The dark side of China’s relentless rise in nickel has been the detrimental impact on the environment. Both China and Indonesia rely heavily on thermal coal for power. Already one of the dirtiest industries, steel produced using NPI is far more carbon intensive than producing the alloy using high-grade nickel. Similarly, the processing of NPI for use in the EV industry involves burning vast amounts of metallurgical coal, another major source of pollution. In addition, Indonesian regulations around mining are far looser than what Western companies are subject to.

Wyloo Canada’s Mr. Straub said that Indonesia’s environmental standards are nowhere near as stringent as they are in the West. To satisfy ESG-conscious investors, Canadian and Australia mining companies must meet a much higher bar, that includes electrifying their mining vehicle fleets, using carbon capture technology, and adopting as many renewable energy sources as possible, steps that improve the impact on the environment, but which also often drive up costs.

Mr. Straub is looking to governments to take action, possibly in the form of higher tariffs against dirtier nickel imported from Indonesia that ends up in the North American EV supply chain. That would be on top of billions of dollars’ worth of incentives already rolled out as part of the U.S. Inflation Reduction Act, which encourages car makers to source critical minerals among North America and its allies.
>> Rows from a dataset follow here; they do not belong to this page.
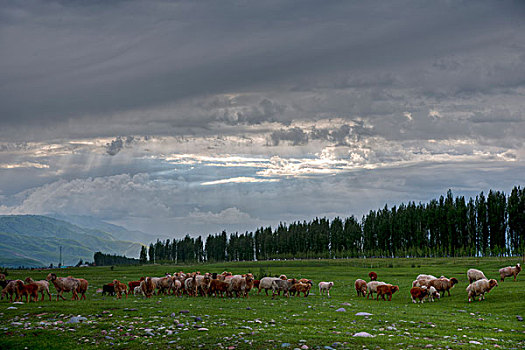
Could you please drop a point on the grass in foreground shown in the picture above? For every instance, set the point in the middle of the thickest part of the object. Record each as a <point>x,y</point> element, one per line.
<point>260,322</point>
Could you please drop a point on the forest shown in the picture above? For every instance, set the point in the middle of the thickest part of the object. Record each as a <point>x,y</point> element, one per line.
<point>491,225</point>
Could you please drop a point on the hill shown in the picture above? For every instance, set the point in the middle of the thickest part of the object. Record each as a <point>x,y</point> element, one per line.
<point>116,231</point>
<point>35,240</point>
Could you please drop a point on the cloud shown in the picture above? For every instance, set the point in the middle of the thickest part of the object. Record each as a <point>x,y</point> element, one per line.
<point>295,135</point>
<point>118,144</point>
<point>241,179</point>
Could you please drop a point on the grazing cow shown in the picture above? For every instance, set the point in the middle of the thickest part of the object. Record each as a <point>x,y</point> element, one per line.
<point>108,289</point>
<point>418,293</point>
<point>282,285</point>
<point>43,286</point>
<point>120,288</point>
<point>266,283</point>
<point>371,288</point>
<point>433,293</point>
<point>360,287</point>
<point>386,289</point>
<point>443,284</point>
<point>475,275</point>
<point>219,287</point>
<point>133,284</point>
<point>510,271</point>
<point>480,287</point>
<point>301,287</point>
<point>203,284</point>
<point>10,288</point>
<point>64,284</point>
<point>325,287</point>
<point>147,286</point>
<point>82,288</point>
<point>164,285</point>
<point>29,290</point>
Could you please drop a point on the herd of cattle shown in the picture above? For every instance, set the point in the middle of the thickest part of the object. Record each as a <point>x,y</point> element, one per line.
<point>194,284</point>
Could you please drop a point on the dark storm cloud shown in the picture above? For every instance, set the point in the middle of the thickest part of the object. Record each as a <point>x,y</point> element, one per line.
<point>118,144</point>
<point>64,60</point>
<point>258,111</point>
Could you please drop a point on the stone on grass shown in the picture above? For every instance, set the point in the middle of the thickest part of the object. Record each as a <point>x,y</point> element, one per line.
<point>77,319</point>
<point>363,334</point>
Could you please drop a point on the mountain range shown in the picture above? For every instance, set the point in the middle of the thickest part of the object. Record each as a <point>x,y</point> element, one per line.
<point>35,240</point>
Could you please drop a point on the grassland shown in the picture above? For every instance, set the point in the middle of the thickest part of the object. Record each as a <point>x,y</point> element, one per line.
<point>260,322</point>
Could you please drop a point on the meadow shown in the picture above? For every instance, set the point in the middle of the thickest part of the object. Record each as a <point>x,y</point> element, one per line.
<point>258,322</point>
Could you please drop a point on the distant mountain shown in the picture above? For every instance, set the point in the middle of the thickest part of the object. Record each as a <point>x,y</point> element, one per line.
<point>35,240</point>
<point>116,231</point>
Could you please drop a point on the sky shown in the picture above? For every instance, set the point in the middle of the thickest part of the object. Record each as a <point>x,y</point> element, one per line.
<point>193,117</point>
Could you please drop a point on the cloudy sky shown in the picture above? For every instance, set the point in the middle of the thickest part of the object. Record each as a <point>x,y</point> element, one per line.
<point>194,117</point>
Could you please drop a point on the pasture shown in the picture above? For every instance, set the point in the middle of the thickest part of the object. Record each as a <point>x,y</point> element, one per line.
<point>259,322</point>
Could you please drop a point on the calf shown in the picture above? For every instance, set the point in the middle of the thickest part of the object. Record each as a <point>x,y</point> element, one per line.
<point>219,287</point>
<point>43,286</point>
<point>360,287</point>
<point>279,285</point>
<point>133,284</point>
<point>147,286</point>
<point>418,293</point>
<point>325,287</point>
<point>10,289</point>
<point>108,289</point>
<point>386,289</point>
<point>120,288</point>
<point>29,290</point>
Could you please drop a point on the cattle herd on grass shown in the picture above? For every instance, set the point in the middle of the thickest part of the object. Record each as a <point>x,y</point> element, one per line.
<point>424,287</point>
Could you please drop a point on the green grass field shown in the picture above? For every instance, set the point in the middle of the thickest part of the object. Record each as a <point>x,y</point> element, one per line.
<point>259,322</point>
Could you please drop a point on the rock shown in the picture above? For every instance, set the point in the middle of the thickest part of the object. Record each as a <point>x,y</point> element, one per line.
<point>77,319</point>
<point>363,334</point>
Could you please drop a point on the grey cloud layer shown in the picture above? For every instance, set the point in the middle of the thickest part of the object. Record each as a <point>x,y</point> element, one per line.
<point>190,115</point>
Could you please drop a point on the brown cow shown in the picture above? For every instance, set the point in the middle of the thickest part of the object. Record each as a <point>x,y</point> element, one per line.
<point>418,293</point>
<point>386,289</point>
<point>360,287</point>
<point>29,290</point>
<point>120,288</point>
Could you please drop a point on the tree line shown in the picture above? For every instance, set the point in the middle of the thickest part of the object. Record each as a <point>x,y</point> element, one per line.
<point>101,259</point>
<point>491,225</point>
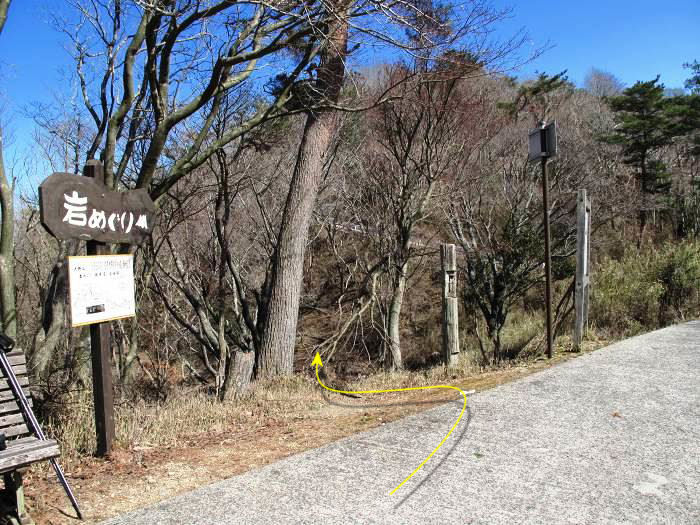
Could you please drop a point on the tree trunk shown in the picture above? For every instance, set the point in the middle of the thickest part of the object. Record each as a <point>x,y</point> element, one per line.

The Australian government has been pushing the United States and Europe to mandate car companies to show the carbon emissions associated with the production of vehicles, which would detail where various metals are sourced from and their corresponding emissions. The creation of ESG scorecards on cars would allow the public to compare the emissions generated in their production, likely influencing purchasing decisions, and putting further pressure on car makers to source nickel from cleaner sources outside Indonesia.

The tepid nickel price makes it far harder for Wyloo and other development companies to make the economic case for building new mines. As a private company, Wyloo doesn’t have to disclose the economics around Eagle’s Nest, but Mr. Straub said that even at these depressed prices, the company can still make money. Plans for the project are “full steam ahead,” he said.

While Wyloo’s Ring of Fire project isn’t expected to be in production until well into the 2030s, junior developer Canada Nickel Company Inc. hopes to have a massive nickel mine in production in northeastern Ontario by the end of 2027. But the Toronto-based junior needs to raise about $2-billion to build the Crawford project, amid one of the worst commodity environments in living memory.

The company’s feasibility study assumed a long-term nickel price average of US$21,000, which is about $3,500 a tonne higher than the current price. But even amid a much lower commodity price than anticipated, Canada Nickel CEO Mark Selby says the company isn’t facing significant headwinds in its fundraising efforts. That’s in large part because of new sources of funding that have become available to the critical minerals industry over the past few years, namely car and electric car battery makers, and the Canadian and U.S. governments, which have earmarked billions for critical minerals projects.

“We’re in great shape,” said Mr. Selby. “These two funding sources are looking well past what’s happened with nickel prices over the last 12 months.”

While development companies such as Canada Nickel have the luxury of time to wait it out for a higher commodity price environment, existing producers are facing the crash head on, and many are hurting.